Many bioplastics used today — such as bio-polyethylene — are chemically the same as other plastics, just made from a different source. They’re made from plant carbon instead of from fossil fuel carbon, but they may behave exactly like all other plastic. If they’re still single use, is that any better?

There’s a lot of work going into alternative products, but we need to be careful that they’re actually better for our health and the environment.

How is the plastics treaty (see box) coming along?

It’s going to take a lot of discussion, and I will be delighted if it happens this year, but realistically, I think it is going to take a little bit more time. It is difficult to get nations to agree to firm action, because a lot of it comes down to money — both the money to be made from manufacturing plastic, and the money it costs to deal with waste.

This is an amazing opportunity that we have, where globally we can have a unified decision on how to protect our planet. The treaty needs to be ambitious, it needs to be specific, and it needs to be binding.

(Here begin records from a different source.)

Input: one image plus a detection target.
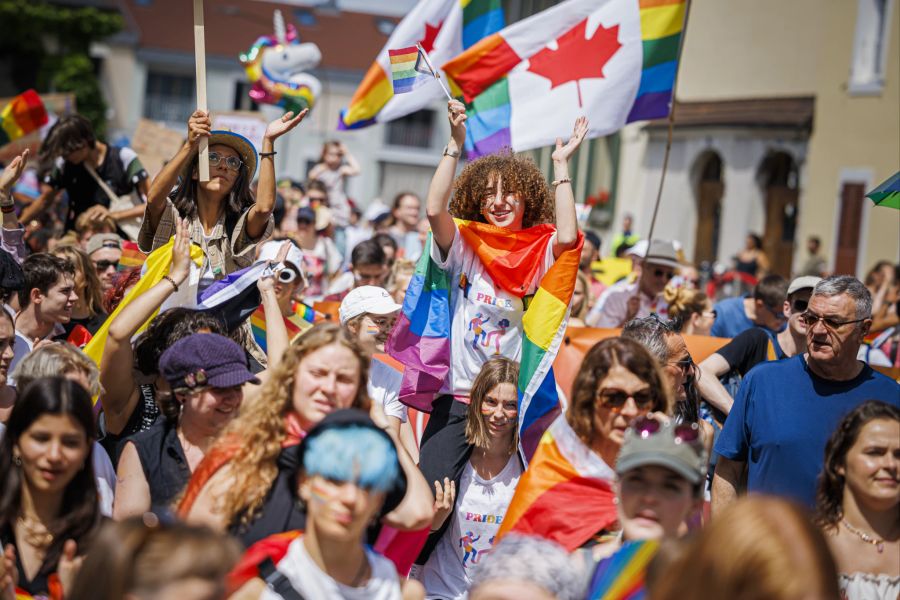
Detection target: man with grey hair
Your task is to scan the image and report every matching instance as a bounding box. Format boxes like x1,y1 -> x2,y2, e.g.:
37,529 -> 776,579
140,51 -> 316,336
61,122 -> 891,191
712,275 -> 900,512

Is it reasonable to think that some plastics might be banned?

Legislation has already banned some plastics and additives in some countries or regions. Our lab quantified microbeads in beauty products: We found that 3 million microbeads could be in a bottle of facial scrub. So there can be thousands in a squirt on your hand. We took this research, we published it, and then one day I came in to work and I had so many emails in my inbox from journalists. It was making quite a stir. And there were campaigns like “Beat the microbead,” because consumers didn’t want to wash their faces with plastic.

So the consumers started to boycott the products, then industry voluntarily removed microbeads and showcased that information in their own marketing. And then governments around the world started to ban microbeads in facial scrubs.

Research is all about providing information. And then, with that information, people can take it forward and make a change. I feel very privileged to be in a position that I can be part of that.

If you were in charge, would you ban specific plastics or chemicals?

I’d flip the question on its head and ask: What would I keep? We don’t need all the plastic we make. And instead of using a big chemical cocktail of additives that we don’t know anything about, let’s just have a list of the chemicals that we can use.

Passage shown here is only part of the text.